Date: prev next · Thread: first prev next last
2012 Archives by date, by thread · List index


Thanks Martin,


1. If you are shutting off the ICU breakiterator for text following, we
should probably also do it for text preceding. Thus if there is a ZWSP or
ZWNBSP (U+2060 WJ) anywhere in a text then ICU break iteration is disabled
for the whole sentence.


Yes, I think you are right. If a ZWSP of ZWNBSP is detected then ICU break
iteration should be disabled for the whole sentence.


2. Why limit this to Khmer? I suspect as a model it should work for any
non-space broken text.


I am only limiting it to Khmer because that is my expertise and I didn't
want to cause problems for other languages - but it is possible these
changes would be beneficial for other languages that are not broken by
spaces (like Thai).


Thanks,
Nathan

On Thu, Sep 27, 2012 at 11:45 AM, Martin Hosken <martin_hosken@sil.org>wrote:

Dear Nathan,

Here are some new ideas, ordered by desirability, with number one being
the
most desired, to number three being the least.
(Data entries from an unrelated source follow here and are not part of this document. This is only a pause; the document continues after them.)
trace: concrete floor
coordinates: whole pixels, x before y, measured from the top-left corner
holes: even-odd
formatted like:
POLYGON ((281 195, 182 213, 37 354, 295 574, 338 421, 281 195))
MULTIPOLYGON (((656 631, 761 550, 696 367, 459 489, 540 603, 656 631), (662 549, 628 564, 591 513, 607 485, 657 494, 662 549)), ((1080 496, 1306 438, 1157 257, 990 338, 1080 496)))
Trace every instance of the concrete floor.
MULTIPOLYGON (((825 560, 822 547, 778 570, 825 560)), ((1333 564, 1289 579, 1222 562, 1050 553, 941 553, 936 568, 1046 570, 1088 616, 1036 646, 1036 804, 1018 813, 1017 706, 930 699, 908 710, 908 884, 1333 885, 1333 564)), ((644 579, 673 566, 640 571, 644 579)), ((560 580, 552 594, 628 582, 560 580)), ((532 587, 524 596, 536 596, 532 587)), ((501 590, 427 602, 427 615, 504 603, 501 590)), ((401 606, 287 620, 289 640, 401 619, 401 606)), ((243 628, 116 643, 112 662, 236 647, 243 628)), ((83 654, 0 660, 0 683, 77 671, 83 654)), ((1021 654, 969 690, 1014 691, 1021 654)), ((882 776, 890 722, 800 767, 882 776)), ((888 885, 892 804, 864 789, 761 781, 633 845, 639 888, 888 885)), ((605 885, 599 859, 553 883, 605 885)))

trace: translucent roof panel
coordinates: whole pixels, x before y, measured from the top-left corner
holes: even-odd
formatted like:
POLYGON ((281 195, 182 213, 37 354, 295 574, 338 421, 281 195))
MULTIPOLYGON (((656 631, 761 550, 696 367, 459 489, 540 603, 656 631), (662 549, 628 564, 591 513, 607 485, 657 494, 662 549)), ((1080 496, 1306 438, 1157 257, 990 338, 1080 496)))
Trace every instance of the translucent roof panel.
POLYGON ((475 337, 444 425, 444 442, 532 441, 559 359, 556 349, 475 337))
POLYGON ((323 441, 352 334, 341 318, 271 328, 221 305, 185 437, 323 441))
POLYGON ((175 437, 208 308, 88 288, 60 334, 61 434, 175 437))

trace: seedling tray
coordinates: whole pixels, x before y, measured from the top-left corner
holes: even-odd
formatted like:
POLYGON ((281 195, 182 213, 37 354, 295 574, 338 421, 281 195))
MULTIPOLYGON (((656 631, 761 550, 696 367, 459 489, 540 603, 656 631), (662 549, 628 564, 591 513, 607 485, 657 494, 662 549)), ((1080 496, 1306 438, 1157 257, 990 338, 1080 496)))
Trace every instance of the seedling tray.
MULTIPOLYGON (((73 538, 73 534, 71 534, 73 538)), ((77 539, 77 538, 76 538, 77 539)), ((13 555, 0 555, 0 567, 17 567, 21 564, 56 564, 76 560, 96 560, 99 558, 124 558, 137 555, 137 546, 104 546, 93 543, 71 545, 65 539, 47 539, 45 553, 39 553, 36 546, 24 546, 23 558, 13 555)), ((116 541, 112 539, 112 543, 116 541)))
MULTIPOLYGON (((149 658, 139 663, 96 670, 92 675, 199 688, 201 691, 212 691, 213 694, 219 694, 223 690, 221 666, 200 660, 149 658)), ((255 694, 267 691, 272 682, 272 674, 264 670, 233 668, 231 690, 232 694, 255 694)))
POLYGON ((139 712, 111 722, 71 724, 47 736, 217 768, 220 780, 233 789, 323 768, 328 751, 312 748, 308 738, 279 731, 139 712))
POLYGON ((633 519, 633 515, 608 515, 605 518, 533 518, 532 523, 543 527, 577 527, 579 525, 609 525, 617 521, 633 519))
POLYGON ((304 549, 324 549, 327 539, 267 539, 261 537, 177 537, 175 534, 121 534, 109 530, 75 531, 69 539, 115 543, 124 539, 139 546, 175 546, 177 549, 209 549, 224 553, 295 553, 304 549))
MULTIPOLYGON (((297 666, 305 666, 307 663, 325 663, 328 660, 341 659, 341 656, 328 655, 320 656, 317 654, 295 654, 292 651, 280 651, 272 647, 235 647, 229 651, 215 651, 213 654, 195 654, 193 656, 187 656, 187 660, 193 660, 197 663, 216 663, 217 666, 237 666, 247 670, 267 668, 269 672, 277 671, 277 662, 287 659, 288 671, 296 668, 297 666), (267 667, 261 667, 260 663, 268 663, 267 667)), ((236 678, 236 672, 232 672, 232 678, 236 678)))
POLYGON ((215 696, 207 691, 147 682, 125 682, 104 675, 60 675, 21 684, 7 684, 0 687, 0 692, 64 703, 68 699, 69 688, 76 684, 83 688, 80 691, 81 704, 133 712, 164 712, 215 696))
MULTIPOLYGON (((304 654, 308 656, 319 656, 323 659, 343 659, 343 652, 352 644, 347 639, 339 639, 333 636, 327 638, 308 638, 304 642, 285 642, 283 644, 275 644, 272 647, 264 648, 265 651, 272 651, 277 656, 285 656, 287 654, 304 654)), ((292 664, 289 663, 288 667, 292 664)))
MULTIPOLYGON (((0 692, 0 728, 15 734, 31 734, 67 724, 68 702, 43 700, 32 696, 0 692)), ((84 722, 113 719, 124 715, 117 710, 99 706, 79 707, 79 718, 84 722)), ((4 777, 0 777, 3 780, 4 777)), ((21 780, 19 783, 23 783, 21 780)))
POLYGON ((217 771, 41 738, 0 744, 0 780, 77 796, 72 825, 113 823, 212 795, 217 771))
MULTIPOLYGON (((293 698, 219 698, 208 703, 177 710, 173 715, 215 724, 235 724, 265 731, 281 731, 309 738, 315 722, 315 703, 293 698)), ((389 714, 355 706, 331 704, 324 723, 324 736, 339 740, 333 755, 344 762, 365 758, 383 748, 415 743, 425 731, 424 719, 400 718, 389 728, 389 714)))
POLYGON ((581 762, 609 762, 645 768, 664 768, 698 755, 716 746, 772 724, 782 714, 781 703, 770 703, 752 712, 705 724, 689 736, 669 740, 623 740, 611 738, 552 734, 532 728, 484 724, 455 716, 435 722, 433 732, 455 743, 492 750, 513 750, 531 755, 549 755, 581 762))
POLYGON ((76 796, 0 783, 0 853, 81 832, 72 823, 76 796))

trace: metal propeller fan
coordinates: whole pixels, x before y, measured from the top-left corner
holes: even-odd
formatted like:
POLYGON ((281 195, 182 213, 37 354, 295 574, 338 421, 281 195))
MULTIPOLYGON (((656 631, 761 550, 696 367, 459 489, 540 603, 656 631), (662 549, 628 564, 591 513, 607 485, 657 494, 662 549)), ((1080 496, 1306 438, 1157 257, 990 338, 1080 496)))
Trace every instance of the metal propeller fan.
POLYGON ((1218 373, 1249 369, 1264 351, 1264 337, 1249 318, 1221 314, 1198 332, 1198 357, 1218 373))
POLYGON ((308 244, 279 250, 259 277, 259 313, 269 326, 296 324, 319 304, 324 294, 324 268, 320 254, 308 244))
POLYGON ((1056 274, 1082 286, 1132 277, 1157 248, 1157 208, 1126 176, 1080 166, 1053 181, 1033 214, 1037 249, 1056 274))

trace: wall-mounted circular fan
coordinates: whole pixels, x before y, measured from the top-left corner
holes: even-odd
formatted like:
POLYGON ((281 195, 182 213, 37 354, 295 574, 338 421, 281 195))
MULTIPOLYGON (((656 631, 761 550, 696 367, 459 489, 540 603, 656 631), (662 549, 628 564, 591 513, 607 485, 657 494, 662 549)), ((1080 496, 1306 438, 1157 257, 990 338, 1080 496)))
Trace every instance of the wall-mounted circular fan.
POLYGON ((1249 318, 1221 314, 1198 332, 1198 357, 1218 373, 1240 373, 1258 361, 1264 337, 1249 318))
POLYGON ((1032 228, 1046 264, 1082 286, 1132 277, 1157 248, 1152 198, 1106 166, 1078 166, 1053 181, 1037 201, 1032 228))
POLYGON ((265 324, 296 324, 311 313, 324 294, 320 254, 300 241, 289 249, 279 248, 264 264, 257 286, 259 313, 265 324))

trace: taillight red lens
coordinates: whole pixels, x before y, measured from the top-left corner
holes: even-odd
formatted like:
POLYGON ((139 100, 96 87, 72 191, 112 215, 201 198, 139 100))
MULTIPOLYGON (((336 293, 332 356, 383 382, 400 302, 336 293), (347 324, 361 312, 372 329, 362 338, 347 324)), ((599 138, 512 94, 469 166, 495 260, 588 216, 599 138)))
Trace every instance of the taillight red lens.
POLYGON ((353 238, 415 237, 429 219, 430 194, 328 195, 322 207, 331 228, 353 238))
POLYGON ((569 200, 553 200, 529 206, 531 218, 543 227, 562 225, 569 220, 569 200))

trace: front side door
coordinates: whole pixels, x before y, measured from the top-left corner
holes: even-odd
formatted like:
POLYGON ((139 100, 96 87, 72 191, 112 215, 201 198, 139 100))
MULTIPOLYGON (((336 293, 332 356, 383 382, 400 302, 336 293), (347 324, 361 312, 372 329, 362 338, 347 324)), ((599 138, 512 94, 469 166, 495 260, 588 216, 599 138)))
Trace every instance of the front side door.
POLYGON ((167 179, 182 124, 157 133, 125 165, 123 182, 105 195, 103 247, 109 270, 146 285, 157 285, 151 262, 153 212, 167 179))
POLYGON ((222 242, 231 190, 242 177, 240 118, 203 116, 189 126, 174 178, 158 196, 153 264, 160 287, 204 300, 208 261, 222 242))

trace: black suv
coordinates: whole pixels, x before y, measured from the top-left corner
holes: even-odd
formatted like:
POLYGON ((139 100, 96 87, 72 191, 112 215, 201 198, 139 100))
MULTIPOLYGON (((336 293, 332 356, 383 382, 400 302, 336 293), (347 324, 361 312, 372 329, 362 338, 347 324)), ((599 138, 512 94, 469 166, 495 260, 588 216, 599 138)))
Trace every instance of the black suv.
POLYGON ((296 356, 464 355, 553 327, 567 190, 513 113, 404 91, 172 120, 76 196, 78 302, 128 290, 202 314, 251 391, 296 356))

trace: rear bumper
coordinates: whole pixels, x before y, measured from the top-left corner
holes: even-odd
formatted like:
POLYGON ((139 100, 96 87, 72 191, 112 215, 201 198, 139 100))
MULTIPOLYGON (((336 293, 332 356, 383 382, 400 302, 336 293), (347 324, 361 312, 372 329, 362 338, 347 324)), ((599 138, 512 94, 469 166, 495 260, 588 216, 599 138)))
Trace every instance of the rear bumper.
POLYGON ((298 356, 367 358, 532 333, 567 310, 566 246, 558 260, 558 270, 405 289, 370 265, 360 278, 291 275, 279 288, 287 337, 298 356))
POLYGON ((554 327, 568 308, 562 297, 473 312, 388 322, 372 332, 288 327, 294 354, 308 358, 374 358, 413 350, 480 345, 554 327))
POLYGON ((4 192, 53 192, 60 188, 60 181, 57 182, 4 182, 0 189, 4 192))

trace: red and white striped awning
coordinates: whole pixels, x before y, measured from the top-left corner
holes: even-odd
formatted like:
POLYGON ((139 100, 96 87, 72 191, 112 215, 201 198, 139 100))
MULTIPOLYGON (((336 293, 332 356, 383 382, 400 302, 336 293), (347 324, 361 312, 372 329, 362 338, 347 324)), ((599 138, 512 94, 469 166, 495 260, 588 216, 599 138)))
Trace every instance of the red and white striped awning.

1) When a zero-width space is detected (U+200B), shut off ICU
breakiterator
for Khmer spell checking for characters following the zero-width space
until encounters real space (U+0020) or end of sentence (detect end of
sentence using ICU Sentence Boundary).

I think this is a good direction to head. I have to follow on comments:

* 1. If you are shutting off the ICU breakiterator for text following, we
should probably also do it for text preceding. Thus if there is a ZWSP or
ZWNBSP (U+2060 WJ) anywhere in a text then ICU break iteration is disabled
for the whole sentence.

2. Why limit this to Khmer? I suspect as a model it should work for any
non-space broken text.*

Yours,
Martin




2) Disable use of ICU breakiterator for Khmer spell checking by default,
but allow users to enable it by adding a check-box to enable ICU
breakiterator in the Tools > Options > Language Settings > Writing Aids >
Options dialogue when a Khmer Hunspell dictionary is present (

http://extensions.libreoffice.org/extension-center/khmer-spelling-checker-sbbic-version
 ).

3) Disable use of ICU breakiterator for Khmer spell checking until the
ICU
breakiterator for Khmer is more accurate.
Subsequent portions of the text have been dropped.